L’Astemia Pentita Barolo (CN), Italy

 

published in l'Arca International n. 149

 

L’Astemia Pentita, Barolo (Cuneo), Italy, project: Gianni Arnaudo Architecte

 

 

Project and Art Direction: Gianni Arnaudo; Floors and Cladding: Graniti Fiandre; Boxes Exterior Shell: Woodn; Client: Sandra Vezza. Photos: Dario Fusaro

 

 

Up in the Cannubi hills in Barolo where the best vineyards in the Langhe region grow on the slopes leading up to the town centre, there is the first-ever Pop winery called “L’Astemia Pentita”, the brainchild of Sandra Vezza. The building’s architecture is a declaration of love for pop aesthetics.

 

 

Two large overlapping structures built across the rolling hills of Cannubi look rather like two oversized crates of wine. All the production work goes on underground and there is no fence to protect the winery, which is simply surrounded by rows of vines to respect the environment and create very close links with the landscape.

 

 

Sandra’s interiors focus on natural materials related to winemaking, like, for example, the raffia palm used for wrapping up the bottles and protecting them during transportation. Tradition and boldness combine and contrast to create an architectural project that is unique of its kind.

 

 

The floor, which evokes nature and tradition, contrasts with the winery’s ceilings that are decorated with mural paintings by local artists in a surrealist Pop Art style, giving visitors the feeling of actually being inside a crate of wine just as I hand reaches in to take out a bottle. The winery’s furnishing features some iconic products by Gufram, such as the Mouth sofa, Cactus and more recent projects like the Roxanne armchair.

 

 

When Gianni Arnaudo designed “L’Astemia Pentita”, he was not setting out to provoke or cause a scandal but simply to use architecture as a visual means of writing a sentence in a very different kind of handwriting.

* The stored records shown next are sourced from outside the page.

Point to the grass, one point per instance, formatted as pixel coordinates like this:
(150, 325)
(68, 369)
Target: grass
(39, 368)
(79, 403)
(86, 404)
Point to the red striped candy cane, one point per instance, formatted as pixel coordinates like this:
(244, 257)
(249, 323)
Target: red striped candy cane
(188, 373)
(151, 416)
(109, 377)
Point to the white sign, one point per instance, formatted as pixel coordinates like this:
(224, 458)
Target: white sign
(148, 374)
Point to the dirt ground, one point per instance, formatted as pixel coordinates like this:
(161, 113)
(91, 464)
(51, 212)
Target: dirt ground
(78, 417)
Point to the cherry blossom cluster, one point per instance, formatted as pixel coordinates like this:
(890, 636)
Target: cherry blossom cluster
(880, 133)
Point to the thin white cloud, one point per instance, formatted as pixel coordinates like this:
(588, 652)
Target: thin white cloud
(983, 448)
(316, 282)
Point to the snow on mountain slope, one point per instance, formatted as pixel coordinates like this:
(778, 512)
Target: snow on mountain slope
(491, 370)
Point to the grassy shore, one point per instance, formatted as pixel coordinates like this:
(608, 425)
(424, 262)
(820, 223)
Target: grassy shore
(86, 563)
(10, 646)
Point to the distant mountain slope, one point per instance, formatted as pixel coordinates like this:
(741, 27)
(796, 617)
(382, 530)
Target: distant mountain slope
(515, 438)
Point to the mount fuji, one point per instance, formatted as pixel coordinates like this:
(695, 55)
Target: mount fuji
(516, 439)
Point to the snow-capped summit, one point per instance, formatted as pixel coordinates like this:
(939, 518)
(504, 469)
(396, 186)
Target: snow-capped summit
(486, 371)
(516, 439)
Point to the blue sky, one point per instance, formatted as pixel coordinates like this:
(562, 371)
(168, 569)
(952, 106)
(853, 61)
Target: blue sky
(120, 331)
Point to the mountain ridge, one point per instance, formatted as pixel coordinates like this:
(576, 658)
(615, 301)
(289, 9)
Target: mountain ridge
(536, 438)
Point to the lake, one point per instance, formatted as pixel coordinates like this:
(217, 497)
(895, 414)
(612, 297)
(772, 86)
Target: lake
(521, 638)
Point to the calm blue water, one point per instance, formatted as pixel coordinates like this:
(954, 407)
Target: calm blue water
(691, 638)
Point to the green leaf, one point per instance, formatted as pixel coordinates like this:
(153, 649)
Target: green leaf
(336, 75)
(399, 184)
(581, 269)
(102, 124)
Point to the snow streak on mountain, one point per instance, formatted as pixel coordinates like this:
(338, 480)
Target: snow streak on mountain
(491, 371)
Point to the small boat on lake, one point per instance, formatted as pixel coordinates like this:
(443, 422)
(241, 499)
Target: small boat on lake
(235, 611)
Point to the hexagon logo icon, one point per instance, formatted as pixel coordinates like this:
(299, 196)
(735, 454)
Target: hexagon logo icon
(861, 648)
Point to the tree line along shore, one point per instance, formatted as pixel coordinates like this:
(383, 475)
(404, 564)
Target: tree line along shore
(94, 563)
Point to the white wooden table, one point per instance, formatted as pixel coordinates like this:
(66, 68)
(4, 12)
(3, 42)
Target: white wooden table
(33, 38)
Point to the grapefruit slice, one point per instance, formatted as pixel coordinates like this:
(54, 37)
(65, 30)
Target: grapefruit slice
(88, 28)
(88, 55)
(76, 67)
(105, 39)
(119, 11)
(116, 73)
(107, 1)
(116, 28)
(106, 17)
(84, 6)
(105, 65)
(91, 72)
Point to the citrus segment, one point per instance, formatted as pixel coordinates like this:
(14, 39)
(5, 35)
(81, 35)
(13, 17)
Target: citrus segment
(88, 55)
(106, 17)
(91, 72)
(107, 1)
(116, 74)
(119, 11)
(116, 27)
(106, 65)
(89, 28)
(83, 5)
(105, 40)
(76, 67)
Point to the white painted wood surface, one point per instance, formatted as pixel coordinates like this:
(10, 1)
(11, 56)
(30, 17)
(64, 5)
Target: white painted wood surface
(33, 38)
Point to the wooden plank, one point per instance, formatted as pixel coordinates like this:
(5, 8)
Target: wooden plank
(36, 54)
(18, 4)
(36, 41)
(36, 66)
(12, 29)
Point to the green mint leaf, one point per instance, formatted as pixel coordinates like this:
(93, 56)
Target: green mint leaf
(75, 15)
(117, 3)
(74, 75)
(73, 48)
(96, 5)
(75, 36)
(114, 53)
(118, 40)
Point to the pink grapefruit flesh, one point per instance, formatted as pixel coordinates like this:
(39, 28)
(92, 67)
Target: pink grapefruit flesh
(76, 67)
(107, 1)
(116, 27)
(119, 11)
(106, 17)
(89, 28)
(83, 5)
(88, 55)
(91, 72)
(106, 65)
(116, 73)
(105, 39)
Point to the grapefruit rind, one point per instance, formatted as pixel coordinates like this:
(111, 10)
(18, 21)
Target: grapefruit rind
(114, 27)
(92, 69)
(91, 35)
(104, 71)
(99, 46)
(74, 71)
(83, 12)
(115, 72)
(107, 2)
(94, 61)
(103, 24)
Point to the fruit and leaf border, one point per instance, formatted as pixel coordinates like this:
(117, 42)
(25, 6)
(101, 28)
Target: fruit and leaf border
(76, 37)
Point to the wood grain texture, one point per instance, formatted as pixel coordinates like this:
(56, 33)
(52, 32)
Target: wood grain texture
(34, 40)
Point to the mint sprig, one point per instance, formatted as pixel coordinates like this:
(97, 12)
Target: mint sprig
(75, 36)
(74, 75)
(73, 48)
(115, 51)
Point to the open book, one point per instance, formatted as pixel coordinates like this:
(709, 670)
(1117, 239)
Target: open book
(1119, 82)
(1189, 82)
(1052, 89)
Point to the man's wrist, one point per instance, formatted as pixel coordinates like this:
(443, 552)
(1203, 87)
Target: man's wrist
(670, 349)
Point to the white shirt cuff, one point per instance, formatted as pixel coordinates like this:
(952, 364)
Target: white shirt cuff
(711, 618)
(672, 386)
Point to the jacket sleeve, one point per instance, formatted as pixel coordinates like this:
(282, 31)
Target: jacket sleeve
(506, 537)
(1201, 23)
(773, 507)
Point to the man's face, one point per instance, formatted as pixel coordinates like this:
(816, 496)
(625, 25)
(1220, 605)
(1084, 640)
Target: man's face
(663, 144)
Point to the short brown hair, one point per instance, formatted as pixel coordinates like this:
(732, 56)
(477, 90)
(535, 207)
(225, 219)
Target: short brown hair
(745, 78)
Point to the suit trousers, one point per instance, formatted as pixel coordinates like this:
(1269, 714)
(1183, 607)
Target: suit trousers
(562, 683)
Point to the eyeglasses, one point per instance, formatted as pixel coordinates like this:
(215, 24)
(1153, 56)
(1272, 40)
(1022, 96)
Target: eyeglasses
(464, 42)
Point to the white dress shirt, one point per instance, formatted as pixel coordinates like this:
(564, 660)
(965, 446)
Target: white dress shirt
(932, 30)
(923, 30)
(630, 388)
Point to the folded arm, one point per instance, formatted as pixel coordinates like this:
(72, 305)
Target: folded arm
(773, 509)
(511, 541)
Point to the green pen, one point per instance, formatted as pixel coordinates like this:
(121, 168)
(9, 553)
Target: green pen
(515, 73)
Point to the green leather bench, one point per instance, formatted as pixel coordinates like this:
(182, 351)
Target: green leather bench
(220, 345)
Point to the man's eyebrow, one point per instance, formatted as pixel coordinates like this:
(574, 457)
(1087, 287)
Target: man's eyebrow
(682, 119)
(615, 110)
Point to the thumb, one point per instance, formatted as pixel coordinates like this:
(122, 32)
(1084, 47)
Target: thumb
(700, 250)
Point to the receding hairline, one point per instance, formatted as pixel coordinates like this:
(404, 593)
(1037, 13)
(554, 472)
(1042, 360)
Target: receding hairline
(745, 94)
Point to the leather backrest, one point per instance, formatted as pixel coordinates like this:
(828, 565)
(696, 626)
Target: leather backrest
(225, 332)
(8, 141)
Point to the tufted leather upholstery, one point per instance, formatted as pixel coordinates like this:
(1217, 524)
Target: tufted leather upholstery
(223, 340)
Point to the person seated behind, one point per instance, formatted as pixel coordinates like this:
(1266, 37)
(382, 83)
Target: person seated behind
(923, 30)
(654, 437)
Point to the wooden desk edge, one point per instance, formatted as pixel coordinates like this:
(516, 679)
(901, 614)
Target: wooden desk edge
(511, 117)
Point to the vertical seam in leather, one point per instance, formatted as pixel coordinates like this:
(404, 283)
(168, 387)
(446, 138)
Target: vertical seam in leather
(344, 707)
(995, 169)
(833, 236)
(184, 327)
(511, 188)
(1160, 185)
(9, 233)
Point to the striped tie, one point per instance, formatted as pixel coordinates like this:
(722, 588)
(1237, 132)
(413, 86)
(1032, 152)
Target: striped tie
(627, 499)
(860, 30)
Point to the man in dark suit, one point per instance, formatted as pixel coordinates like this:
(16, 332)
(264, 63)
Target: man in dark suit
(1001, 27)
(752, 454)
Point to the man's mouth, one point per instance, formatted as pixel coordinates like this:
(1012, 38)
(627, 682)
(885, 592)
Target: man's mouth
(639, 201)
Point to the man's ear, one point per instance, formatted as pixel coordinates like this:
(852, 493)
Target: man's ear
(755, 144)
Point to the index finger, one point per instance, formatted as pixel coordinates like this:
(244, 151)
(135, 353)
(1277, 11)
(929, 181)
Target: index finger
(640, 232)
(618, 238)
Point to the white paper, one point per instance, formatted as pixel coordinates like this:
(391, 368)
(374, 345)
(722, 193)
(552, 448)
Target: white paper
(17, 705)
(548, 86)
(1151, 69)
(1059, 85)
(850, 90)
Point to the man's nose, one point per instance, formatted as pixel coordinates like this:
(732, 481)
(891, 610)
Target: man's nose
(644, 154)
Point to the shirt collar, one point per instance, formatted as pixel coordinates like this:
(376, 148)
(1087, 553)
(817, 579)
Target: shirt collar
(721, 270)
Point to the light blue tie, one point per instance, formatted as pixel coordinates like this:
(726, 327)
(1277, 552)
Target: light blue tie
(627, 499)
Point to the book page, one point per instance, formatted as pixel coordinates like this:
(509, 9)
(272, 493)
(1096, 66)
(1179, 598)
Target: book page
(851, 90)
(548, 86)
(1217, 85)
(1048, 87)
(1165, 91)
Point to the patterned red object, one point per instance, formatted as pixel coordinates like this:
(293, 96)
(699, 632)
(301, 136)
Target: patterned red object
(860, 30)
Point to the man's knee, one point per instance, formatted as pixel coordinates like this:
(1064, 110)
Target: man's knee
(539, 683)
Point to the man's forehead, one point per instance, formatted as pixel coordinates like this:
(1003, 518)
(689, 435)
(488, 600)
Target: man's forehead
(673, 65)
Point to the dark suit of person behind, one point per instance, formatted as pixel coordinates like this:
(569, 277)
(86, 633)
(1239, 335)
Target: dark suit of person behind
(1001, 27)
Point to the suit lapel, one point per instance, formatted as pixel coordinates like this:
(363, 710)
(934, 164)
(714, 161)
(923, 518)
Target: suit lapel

As regards the idea behind this winery, his intention was to give the construction some ethical value, focusing on its packaging, which in our age is often more important than what it contains.

 

 

Just like in other works by Arnaudo, even in the realm of design (such as the Dejeuner sur l’arbre table belonging to the Pompidou Centre’s permanent collection in Paris), the message is conveyed drawing on to Pop Art techniques: “zooming” and irony.

 

 

Zooming – on an object, the two overlapping staggered microscopically rendered boxes – in order to focus on the concept rather than the construction (which is, in fact, quite small); irony, a very old method of criticism (and certainly not a Pop invention): a way of pointing out current contradictions in the world of winemaking and marketing.